Some survivors assert that the Bad Arolsen transfer is just a basis for the Museum to engage in aggressive fundraising. Schaecter bristled about his recent experience. “I come back from Washington,” he recalls after I testified before the House [in March] about these archives, I am not home for 6 hours, I get a call from the Boca office of the Museum from their fundraiser, and he says ‘I heard about your testimony and I heard about you caring’—and all this nonsense! ‘Since you are deeply involved,’ he says, ‘maybe you should make a meaningful donation.’”

Schaecter resented the call and says, “But I don’t want the Bad Arolsen records in Washington. Survivors are so frail,” they cannot travel to Washington. He continued, “This would be such an unbelievable blow if the Museum gets these records. Then, for sure, there is no justice.

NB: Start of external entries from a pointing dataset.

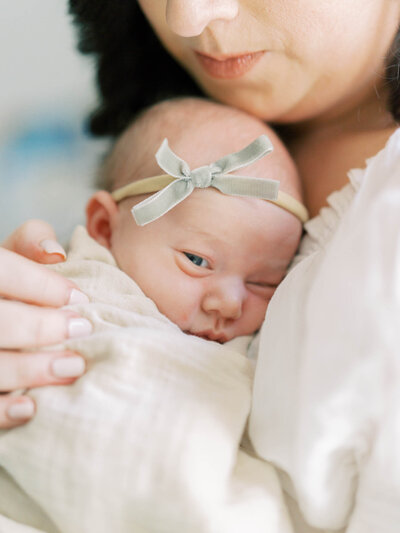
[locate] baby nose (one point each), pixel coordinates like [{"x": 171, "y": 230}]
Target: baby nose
[
  {"x": 188, "y": 18},
  {"x": 226, "y": 299}
]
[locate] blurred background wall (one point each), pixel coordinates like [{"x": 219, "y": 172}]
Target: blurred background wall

All the Museum cares about is more billions and billions of dollars. That is their mentality.”

Firestone added, “Before more money is solicited, they owe an obligation to the survivors in whose name they built this museum. This is all a blow to the survivors who are no longer here.”

Menachem Rosensaft, founding chairman of International Network of Children of Jewish Holocaust survivors, who served for a decade on the United States Holocaust Memorial Council, asserted, “I have great respect for Paul Shapiro. I am also convinced without the Museum and US government, we would not have the [Bad Arolsen] Archive. But the Museum is not immune to criticism or difference of opinion. I am a firm believer that all documentation and archives should be as widely accessible as humanly and technologically possible. So long as there are no longer legal impediments, I see absolutely no reason why the documents should not be made accessible on the Internet.”

The first ten million images of concentration camp documents will soon transfer to the Museum under embargo pending the releasing treaty’s full ratification. The 11-nation commission that controls the International Tracing Service initialed a May 16, 2006 treaty authorizing release. Each of those nations must ratify the treaty under their existing laws. The last four nations, France, Greece, Italy and Luxemburg, are expected to ratify late this year or early next year. Once ratified, national delegates must each sign the single, controlling copy of the treaty. Only then will the treaty be approved and implemented.

At press time, survivors were organizing protest letters to send to Congressmen and others in what one survivor called a ‘race against time to stop Shapiro” from engineering a restrictive transfer of the documents at the International Tracing Service’s annual meeting in Amsterdam May 14 and 15. “If Shapiro gets those documents from Amsterdam,” lamented Schaecter, “it will be an unbelievable disgrace.”

Museum officials repeatedly contacted refused to comment on survivor reaction. After first refusing to elaborate on the Museum’s stance, Berger issued a statement asserting, that “the museum was waiting for the material to be released before it could provide specifics of how it would make the material available. But he said the museum was committed to making the archive widely accessible.”

He continued, “The museum has been leading the effort for years to open the archives at Bad Arolsen, and we've really been working aggressively to help survivors nationwide gain access to the archives," he said. "We have done whatever is possible and we will continue to have the highest commitment to ensure that when we have the material, we will do everything in our power to get access to that information to survivors. Whatever it takes.”

However, another Museum spokesman reiterated the Museum’s stance that it will not place the files on the Internet. At first the Museum claimed the May 16, 2006 treaty itself prohibited Internet access. The Museum then reversed itself, and said treaty was silent on the Internet. Despite repeated requests, the Museum refused to disclose a copy of the 11-nation treaty, claiming it was a “secret treaty.” Congressional sources and State Department sources scoffed at this characterization. A copy of the treaty obtained by this reporter confirms there is no prohibition for any American institution placing the already digitized files on the Internet, an Intranet, or easily accessed national database.